SAA-1 / 010 Ateşnefes
Teri ödenmeyenlerin ve ödenmeyecek olanların üstünde yürüyen bir memleketimiz var bizim. Sobaları ısıtan, suyu, ekmeği getirenlerin dili de, anlatısı da belki bu yüzden hep küçümsendi. Düşünsenize, Büyük Madenci Yürüyüşü’nü anlatan, ondan içlenen film, roman, öykü geliyor mu aklınıza?.. Ama madencileri ve onların hayatlarını iyi bilen ve dertleriyle dertlenen bir öykücümüz var: Ahmet Naim Çıladır
Dedem, “Ağustosun yarısı yaz, yarısı kış,” derdi. Ayın on beşi çıktıktan sonra kömür derdi alırdı bizim evi.
Belediye’nin deposuna gidilir, damperini henüz indirmiş eski kasa kamyonların arasından, yeni gelen Soma kömürlerine bakılırdı. Sipariş için fiş, vezneye ödeme, ödendi makbuzunu depo memuruna teslim, pancar motorlu kömür traktörü şoförüne elden bir ödeme daha… Sonra gelsin bekleme.
Yağmur yağmaz inşallah!
Yağarsa, hele de kömür evin önüne teslim edildiği gün yağarsa iyice rezillik.
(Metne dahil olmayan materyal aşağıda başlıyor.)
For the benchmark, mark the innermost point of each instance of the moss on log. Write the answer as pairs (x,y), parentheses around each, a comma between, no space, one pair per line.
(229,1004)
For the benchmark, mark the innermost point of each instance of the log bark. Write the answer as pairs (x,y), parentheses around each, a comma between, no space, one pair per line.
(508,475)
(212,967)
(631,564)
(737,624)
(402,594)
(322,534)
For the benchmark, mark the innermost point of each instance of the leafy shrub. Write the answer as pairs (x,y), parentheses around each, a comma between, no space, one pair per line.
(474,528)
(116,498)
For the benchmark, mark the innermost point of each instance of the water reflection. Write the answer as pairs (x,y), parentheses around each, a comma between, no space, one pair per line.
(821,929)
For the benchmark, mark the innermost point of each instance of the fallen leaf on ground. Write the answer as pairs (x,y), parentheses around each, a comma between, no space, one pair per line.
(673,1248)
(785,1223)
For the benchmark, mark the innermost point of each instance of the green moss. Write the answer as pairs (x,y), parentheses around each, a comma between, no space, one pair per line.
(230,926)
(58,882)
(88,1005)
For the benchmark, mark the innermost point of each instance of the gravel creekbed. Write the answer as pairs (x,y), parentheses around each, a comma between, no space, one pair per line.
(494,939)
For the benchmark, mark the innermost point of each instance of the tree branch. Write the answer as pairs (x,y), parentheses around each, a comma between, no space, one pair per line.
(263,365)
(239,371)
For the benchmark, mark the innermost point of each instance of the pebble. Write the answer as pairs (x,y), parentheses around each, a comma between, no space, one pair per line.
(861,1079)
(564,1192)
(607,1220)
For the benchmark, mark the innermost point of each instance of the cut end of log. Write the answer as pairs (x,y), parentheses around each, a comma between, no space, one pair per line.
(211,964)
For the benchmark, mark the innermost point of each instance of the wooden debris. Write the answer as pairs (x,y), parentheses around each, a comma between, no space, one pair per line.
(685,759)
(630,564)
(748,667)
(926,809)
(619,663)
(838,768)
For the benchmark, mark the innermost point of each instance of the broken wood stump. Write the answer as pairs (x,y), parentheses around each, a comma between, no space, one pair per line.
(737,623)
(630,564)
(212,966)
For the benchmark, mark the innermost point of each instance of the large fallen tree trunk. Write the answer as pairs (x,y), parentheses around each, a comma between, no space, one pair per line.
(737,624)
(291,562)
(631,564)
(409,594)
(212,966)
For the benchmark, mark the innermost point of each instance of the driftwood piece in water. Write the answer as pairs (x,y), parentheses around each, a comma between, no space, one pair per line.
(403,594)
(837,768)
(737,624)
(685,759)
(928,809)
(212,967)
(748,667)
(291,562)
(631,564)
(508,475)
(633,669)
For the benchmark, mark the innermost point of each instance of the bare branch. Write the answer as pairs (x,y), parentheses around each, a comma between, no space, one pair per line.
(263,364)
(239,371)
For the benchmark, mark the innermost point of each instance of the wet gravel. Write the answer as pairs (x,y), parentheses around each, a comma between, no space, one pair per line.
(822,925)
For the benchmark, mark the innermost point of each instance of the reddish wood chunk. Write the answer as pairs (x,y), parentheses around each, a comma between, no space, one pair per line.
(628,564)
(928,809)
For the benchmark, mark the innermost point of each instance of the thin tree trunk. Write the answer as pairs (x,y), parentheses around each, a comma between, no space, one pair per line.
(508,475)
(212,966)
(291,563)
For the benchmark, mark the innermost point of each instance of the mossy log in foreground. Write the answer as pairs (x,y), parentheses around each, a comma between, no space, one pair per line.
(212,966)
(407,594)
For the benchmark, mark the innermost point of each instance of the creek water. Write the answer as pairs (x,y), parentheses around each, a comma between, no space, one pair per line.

Öylece yanmaz. Serip kuruması beklenecek.
Bizim evin odun sobaları, Soma kömürü ilçeye gelmeye başladığı günden beri kaldırılmıştı. Yerini kovalı, tuğlalı, boğazdan burmalı, alttan nefesli kömür sobaları almıştı.
Sonunda vakti gelir: Kömür evin önüne yığılır. Kışlık iki ton!
Ev halkı eski elbiselerini giyer, başlar Buldan beziyle bağlanır. Telaş başlar. Önce iri adam kafası kadar olan parçalar teker teker kömürlüğe taşınır. Annem orada onlardan bir çevre yapar. Arkadan gelecek kömürün temelidir bu. İri gövdeleriyle yığını tutsun, kömür yayılmasın diye. Kışın sonuna doğru cephane azaldığında, keser tersiyle kırılıp parçalanacaklar ve soba kovalarının el altına konacaklar.
Sonra, kapı önündeki kömür en üstten başlayarak, yağ tenekesinden bozma kovalara küreklerle doldurulur. Tahtadan yapılma sapından tartılarak sırtlanır ve taşınmaya başlanır.
Yığın azaldıkça, aşağılara doğru indikçe kara bir bulut da yavaştan kalkmaya başlar. Eller yüzler kararır.
En dibe varınca, kömür tozuna iyice bulanmış taneler kalır. İşte o zaman bir inşaat eleği, dayağının yardımıyla dikilir. Ver edilir kömür iri gözlere. Elenir yani. Kalan parçalar yine kovalarla taşınır.
En sona, insanın ta içine kadar işleyen göz kırpıcı kömür tozu kalır.
O da atılmaz. Bir çuvala tepilir. Kaldırılır. Kömür tozu öyle kolay yanmaz sobada. Döküm kovaların içine uzun bir ağaç kütüğü konur. Etrafına kömür tozu dökülür, iyice bastırılır. Sonra kütük çıkarılır. Tozu, etrafını sardığı o hava boşluğu sayesinde sobada yakmak mümkün olur.
Bütün bu yük bitip, ev halkı termosifonlu banyoda iyice arındıktan sonra babam mutlaka şunu derdi:
“Biz taşırken yıldık, bir de bunu çıkaran var. Madencinin teri ödenmez!”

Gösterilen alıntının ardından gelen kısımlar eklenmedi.